Death of a Salesman's Eternal Life

Some plays are so powerful that they serve as a standard by which all others are compared. Arthur Miller’s Death of a Salesman, which premiered in 1949, is one of these. Willy Loman, the traveling salesman in the title, has become more than a character’s name; he is a brand representing disenfranchised middle-aged men everywhere. But Loman is not a stand-alone invention. He emerges from a complex and fascinating work of art. In order to understand and appreciate him, “attention must be paid” to Miller’s masterpiece as a whole.

First consider the structure and Miller’s audacious method of revealing Willy’s present anxiety and past memories simultaneously. The play begins in the Brooklyn house of 63-year-old Loman and his wife Linda. Their adult sons, Happy and Biff, are visiting.

Willy should be on the road selling, but he has returned home because his mind is wandering. The family is nervous about his health. Adding to the tension, Willy and Biff are arguing. The father is angry that Biff is not building a future, not making any money.

Soon Willy’s delusions are part of the play’s action. Biff and Happy become teenagers again. Their father is a boastful, vaguely underhanded man, who by example is teaching his adoring sons this approach to life. Then, with a change of light and music, the characters and audience are back in the present, where Willy’s ego is crushed by current economic hardships.

The scenes continue to shift between Willy’s memories and the play’s present reality. Seamlessly, Willy shares the stage with his neighbor Charley in real time, and his dead brother, Ben, in a hallucination. These brothers talk of their own “wild-hearted” father, also a traveling man, who walked away when Willy was a boy.

While the theatrical requirements of staging this play are unique, it is the powerful plot that drives the story forward. Though Death of a Salesman is often cloaked in a mystique of reverence, it is a hit play that moves with a thriller’s pace. It reveals clues, secrets, and shocking encounters with a mounting momentum.
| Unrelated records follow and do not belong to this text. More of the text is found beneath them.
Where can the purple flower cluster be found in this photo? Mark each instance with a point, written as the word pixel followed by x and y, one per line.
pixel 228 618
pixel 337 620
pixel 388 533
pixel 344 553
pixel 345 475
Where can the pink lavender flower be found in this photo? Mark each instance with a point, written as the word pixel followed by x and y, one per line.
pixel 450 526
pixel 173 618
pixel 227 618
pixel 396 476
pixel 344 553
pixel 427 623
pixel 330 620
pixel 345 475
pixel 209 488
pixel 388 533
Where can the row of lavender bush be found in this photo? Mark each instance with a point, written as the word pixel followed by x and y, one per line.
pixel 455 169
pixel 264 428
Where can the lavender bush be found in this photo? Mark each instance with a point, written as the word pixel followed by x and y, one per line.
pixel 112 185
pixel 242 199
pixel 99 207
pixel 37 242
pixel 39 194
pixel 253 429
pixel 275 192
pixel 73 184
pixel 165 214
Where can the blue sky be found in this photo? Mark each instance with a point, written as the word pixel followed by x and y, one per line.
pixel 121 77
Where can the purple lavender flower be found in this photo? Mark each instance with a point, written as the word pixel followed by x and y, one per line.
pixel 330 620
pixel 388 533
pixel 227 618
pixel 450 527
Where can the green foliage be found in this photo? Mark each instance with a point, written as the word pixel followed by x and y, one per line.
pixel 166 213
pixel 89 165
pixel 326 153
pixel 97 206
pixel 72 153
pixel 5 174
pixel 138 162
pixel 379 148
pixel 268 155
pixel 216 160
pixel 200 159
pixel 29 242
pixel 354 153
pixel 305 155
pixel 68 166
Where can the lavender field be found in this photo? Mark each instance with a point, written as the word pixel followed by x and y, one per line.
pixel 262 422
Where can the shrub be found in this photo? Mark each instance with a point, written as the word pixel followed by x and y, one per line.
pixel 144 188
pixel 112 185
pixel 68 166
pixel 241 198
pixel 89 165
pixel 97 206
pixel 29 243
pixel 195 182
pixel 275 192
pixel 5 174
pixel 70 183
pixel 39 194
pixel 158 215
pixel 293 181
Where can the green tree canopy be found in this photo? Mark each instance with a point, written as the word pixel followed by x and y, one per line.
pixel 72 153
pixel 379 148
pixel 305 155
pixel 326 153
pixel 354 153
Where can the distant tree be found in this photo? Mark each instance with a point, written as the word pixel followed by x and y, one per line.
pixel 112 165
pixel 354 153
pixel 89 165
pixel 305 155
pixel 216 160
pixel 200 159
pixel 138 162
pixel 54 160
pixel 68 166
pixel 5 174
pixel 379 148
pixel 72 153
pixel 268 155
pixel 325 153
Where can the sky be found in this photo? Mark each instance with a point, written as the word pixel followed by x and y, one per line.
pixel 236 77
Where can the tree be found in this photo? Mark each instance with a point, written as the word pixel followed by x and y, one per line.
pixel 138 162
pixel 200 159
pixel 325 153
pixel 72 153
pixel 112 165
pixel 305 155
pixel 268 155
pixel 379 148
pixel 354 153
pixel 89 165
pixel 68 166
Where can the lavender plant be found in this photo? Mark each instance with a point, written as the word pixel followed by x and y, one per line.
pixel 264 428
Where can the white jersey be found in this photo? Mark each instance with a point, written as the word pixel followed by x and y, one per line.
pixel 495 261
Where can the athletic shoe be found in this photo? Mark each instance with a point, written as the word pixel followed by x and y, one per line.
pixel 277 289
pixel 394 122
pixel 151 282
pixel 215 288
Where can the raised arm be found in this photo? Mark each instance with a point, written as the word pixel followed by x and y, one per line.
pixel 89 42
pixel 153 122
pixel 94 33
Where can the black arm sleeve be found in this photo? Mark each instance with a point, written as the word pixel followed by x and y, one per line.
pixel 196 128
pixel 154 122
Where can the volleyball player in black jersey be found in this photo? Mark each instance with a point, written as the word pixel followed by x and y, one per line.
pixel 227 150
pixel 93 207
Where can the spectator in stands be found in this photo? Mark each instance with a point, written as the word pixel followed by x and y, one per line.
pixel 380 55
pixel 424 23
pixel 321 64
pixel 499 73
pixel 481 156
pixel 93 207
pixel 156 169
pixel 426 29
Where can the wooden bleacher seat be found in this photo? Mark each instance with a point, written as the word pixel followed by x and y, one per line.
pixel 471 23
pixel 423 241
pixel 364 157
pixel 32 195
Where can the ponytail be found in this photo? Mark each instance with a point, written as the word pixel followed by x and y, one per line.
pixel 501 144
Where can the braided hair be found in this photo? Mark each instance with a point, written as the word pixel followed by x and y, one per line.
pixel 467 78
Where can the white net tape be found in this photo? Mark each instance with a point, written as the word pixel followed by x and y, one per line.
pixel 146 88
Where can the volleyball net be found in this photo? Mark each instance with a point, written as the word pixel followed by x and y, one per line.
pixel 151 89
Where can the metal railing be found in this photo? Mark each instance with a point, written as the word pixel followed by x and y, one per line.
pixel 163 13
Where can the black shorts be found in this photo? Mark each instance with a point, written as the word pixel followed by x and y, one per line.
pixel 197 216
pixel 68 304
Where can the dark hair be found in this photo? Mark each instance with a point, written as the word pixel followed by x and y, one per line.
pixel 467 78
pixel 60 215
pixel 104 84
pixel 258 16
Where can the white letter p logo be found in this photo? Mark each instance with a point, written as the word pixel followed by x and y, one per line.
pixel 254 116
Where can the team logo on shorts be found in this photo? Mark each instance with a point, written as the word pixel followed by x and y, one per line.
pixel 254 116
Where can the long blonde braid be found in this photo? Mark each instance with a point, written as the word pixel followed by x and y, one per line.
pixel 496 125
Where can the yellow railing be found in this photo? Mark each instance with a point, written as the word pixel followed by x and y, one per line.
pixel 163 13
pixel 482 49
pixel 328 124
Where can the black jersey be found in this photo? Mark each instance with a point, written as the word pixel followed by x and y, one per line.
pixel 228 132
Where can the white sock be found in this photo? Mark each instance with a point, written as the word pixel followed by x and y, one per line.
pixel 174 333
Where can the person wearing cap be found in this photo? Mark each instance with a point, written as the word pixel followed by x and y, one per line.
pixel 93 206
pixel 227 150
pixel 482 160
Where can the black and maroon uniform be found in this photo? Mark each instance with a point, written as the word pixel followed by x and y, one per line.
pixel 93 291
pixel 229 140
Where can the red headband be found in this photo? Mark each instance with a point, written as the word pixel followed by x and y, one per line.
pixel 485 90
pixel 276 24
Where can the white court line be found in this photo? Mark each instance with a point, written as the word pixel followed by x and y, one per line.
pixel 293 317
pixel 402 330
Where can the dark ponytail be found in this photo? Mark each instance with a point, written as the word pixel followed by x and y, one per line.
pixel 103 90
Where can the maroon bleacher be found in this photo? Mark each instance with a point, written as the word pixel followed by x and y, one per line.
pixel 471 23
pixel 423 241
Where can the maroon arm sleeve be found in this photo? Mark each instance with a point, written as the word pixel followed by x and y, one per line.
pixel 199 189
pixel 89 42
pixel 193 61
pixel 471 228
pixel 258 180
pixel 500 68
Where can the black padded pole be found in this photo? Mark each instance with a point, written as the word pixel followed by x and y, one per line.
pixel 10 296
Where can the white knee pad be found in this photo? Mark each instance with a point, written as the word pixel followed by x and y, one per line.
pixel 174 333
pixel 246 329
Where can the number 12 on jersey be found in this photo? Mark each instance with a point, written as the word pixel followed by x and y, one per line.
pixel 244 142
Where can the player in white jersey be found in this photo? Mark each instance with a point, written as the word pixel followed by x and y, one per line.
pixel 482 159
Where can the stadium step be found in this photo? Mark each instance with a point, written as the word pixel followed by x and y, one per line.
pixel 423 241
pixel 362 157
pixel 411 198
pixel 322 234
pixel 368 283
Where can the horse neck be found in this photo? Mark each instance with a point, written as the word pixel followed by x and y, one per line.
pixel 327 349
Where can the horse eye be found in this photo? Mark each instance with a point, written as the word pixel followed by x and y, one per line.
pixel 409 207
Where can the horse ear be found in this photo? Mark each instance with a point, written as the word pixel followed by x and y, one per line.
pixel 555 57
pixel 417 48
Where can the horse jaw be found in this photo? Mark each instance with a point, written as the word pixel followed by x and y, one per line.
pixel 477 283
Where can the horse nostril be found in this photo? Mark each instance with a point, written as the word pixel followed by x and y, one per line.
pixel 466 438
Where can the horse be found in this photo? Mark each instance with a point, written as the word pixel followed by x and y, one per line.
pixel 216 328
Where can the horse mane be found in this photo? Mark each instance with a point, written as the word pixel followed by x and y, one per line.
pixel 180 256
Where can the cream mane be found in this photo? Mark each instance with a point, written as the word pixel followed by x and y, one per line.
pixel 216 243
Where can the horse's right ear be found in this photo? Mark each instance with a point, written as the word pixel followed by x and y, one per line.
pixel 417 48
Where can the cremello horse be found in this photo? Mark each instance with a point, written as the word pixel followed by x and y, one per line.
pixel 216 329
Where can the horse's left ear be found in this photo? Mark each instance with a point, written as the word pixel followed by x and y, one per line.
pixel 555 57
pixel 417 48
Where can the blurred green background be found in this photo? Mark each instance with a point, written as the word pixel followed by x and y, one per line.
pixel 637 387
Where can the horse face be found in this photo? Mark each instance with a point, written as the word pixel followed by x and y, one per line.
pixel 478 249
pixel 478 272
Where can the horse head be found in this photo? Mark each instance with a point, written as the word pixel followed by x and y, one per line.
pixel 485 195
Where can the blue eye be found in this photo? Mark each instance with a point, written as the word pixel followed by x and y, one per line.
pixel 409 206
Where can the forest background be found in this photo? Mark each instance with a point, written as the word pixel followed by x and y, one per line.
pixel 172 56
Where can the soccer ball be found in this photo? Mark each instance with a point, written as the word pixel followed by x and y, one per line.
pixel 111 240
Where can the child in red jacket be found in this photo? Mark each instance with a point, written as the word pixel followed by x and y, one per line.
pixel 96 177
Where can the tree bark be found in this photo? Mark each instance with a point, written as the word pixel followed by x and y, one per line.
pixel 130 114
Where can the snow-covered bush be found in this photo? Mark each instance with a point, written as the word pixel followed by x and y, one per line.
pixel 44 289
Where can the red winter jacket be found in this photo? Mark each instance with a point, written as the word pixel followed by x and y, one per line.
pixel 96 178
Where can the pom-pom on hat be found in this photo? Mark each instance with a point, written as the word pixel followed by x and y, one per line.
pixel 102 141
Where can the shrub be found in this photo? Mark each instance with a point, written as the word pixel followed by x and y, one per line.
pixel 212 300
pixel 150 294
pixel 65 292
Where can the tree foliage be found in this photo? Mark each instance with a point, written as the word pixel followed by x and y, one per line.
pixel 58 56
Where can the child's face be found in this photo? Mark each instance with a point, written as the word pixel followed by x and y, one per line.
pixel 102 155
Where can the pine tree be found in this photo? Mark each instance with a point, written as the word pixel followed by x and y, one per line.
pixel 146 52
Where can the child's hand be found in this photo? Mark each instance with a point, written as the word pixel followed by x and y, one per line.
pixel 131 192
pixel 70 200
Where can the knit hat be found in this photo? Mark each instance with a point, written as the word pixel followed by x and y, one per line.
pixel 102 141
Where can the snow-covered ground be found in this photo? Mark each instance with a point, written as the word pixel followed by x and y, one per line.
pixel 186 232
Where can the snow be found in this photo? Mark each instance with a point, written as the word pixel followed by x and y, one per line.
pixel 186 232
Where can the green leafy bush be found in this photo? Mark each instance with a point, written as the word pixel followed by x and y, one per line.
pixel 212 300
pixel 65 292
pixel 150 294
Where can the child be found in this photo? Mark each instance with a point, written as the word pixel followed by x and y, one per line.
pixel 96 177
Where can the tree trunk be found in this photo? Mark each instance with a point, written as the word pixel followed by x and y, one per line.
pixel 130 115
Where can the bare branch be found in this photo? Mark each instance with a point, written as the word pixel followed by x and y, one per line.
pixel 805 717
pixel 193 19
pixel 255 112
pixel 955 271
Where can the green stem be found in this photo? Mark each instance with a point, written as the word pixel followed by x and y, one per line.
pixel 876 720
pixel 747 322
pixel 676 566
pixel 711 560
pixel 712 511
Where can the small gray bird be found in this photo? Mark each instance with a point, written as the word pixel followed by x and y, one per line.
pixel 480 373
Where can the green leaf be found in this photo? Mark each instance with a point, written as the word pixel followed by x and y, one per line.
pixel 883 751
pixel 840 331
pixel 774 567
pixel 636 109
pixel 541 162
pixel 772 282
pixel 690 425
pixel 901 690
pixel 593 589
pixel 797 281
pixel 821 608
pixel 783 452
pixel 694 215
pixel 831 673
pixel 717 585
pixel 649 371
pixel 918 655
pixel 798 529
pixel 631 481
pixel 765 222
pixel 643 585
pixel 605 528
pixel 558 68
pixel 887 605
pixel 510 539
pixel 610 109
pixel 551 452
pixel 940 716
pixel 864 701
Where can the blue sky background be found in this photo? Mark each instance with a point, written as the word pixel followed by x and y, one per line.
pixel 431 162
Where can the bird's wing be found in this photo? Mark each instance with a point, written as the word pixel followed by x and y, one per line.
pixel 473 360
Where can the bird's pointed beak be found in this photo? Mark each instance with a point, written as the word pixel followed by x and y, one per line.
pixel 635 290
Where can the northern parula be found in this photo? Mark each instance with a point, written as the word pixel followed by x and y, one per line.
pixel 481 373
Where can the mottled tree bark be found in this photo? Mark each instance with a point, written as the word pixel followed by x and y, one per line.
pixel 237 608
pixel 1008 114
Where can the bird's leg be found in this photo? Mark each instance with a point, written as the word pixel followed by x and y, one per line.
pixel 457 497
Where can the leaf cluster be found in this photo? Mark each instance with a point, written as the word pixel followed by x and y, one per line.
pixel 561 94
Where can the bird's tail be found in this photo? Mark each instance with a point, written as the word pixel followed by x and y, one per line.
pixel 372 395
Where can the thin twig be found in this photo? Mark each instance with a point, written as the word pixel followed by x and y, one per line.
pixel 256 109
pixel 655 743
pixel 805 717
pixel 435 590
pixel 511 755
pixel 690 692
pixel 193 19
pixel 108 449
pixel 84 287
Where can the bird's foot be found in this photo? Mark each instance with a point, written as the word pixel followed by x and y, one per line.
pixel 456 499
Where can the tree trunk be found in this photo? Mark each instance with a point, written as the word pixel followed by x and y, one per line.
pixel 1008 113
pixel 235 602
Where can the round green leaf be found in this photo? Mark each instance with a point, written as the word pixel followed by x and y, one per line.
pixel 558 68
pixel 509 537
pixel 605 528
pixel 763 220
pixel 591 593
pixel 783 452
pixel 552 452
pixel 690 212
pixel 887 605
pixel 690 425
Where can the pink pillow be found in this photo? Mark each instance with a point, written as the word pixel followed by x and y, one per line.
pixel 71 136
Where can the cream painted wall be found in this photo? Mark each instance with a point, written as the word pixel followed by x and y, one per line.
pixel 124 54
But it is the blunt truths embedded in Death of a Salesman that anchor the play and make it timeless. These truths explore the American Dream, and what happens to people for whom it does not come true. The ideal in the American Dream concept is that if men and women work hard they will be rewarded, and their children will have upward mobility. Despite Willy’s flaws, he did his job and expects a fair deal. Yet, this salesman admits, “I put 34 years into this firm…and now I can’t pay my insurance.” Sound familiar?

Other lines ring equally true: “In those days there was personality in it…there was respect, and gratitude in it. Today, it’s all cut and dried,” Willy says of his work routine. Many will also relate to this sentiment: “Once in my life I would like to own something outright before it’s broken! I’m always in a race with the junkyard,” he says.

For Willy and Linda’s sons, the disenchantment is less immediate but no less real. “I don’t know what the hell I’m workin’ for,” Happy says. “Why am I trying to become what I don’t want to be,” Biff says of his foray into business.

Arthur Miller’s play will live forever on stages across America and around the world. Right now Pittsburgh audiences have a wonderful opportunity to experience an exceptional production, lovingly produced by the Public Theater, of this profound and moving work of art.